I guess if you don’t know roughly how the internals of some C++ data types work it could cause you to accidentally use dynamic memory allocation when using strings or vectors.
On the other side, C++ style casts provide more safety as compared to C style casts and allows for usage of references instead of raw pointers to make the code generally safer.
Yeah, I get where they’re coming from–in typical use cases, C is often used with static allocation (correlated with minimal/embedded devices) while C++ is often used with dynamic allocation (correlated with enterprise/GUI applications).
Of course you can use either for either purpose, but that pattern seems more common. That being said, I’d be concerned with applicants who don’t understand that.
I was an embedded developer for years for critical applications that could not go down. While I preferred avoiding dynamically allocating memory, as it was much less risky, there were certainly times it just made sense or was the only way.
One was when we were reprogramming the device, which was connected to an fpga which would also require reprogramming. You couldn’t store both the fpga binary and the new binary for the device in memory at once, but there was plenty of space to hold each one individually. So allocate the space for the fpga, program it, free and allocate space the new processor code, verify and flash.
While I preferred avoiding dynamically allocating memory, as it was much less risky, there were certainly times it just made sense or was the only way.
This is not a common attitude to have outside of embedded and similar areas. Most programmers dynamically allocate memory without a second thought and not as a last resort. Python is one of the most popular programming languages, but how often do you see Python code that is capable of running without allocating memory at runtime?
I guess I’m taking the meme too literally here and that people would be disgusted by it. While I think it’s a common practice, but obviously to be used very judiciously.
I’d effectively gain the advantage of dynamic allocation by using a union (or just a generic unsigned char buffer[16384] and use it twice). Mostly the same thing as a malloc.
I vastly prefer Purescript despite it being the road less traveled. Typescript is just a fake-ish type system on top of JavaScript. But Purescript goes MUCH further in the mission of purity and code safety.
Purescript is like a modern Haskell.
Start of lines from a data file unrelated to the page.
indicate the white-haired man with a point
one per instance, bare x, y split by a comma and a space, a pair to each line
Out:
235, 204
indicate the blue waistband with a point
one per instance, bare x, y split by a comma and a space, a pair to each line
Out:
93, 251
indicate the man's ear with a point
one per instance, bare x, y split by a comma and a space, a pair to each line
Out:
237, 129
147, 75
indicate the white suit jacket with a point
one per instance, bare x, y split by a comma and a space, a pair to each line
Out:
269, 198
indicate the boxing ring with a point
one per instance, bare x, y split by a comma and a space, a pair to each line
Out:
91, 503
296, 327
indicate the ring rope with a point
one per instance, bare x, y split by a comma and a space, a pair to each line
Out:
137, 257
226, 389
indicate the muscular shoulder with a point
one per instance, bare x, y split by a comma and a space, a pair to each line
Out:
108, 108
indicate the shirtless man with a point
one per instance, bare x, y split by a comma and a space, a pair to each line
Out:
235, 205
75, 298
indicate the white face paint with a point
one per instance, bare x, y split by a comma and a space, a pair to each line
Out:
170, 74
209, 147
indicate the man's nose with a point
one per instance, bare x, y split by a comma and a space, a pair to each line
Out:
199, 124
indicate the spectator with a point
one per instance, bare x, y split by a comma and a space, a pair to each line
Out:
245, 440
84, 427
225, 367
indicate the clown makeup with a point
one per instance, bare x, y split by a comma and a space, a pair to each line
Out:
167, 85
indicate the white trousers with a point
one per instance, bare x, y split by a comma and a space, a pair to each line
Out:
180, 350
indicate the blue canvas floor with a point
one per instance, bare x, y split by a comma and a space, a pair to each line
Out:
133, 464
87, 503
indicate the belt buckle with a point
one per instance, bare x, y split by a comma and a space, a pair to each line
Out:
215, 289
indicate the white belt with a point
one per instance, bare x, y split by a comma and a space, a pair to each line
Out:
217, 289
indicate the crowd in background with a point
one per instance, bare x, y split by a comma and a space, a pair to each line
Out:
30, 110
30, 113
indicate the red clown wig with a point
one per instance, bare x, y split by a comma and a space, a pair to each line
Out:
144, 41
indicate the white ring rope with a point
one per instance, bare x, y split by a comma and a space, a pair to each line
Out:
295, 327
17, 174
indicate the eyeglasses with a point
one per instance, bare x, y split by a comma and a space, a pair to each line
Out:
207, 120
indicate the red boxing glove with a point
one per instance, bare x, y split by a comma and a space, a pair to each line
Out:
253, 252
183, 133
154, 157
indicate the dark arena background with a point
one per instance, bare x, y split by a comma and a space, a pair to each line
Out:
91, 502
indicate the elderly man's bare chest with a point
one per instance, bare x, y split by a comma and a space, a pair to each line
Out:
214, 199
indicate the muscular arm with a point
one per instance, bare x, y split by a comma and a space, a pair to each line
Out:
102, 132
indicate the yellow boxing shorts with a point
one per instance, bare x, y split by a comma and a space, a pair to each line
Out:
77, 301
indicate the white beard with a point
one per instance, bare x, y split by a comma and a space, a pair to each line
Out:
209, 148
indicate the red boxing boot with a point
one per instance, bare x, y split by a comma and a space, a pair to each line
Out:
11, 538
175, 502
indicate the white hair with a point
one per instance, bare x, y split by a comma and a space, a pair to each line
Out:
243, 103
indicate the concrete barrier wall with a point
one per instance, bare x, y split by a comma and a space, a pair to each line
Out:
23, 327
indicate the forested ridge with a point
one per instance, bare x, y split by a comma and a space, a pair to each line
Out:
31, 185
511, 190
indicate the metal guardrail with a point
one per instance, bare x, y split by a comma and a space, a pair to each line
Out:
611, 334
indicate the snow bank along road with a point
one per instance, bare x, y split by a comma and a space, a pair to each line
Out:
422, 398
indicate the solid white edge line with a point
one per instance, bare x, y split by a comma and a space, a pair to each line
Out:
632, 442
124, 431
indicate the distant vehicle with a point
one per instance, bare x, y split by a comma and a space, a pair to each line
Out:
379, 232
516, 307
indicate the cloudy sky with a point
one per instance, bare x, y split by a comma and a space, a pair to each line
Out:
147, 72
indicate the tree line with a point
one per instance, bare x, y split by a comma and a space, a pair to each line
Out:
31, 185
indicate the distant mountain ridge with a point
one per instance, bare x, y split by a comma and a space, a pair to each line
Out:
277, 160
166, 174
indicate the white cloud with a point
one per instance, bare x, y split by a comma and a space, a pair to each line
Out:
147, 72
Completely different programming paradigm, much less accessible to your average JS developer just wanting to tighten up their code without having to learn category theory
I’m no white beard, I don’t know much or really any deep category theory (which is, by the way, just some fancy names for stuff we do CONSTANTLY as software engineers), and I use it every single day. Suit yourself, though.
I have. Edit; I haven’t 🤣 didn’t see the .js at the end of that word so some of the following is probably irrelevant, though I’ll leave it because it took me a while to type it out. Haha
I’d probably be more interested in it if I were being forced by my day job to work in the JVM. I happen to be in a situation where I am my own boss working on projects completely alone and the tech I pick comes from months of wasting time making perfect the enemy of good. I know that raises quite a few red flags but I can’t help the way that they made me. Haha 🥴
From what I’ve gathered from Joseph Gordon Bell at the (IMO best software engineering podcast ever) Co-Recursive podcast, Scala sacrifices some of the purity and safety by its dependence on the the Java cargo cult. Partly, this is also a drawback of Purescript for me (since it’s intended to compile to JavaScript) but Purescript is starting to be able to escape that fate. Also, I’m a HUGE fan of Haskell syntax.
From your perspective, what pros and cons do you see if I were comparing Scala to Purescript?
Ps. The one that is actually really making me take notice lately is OCaml for the browser.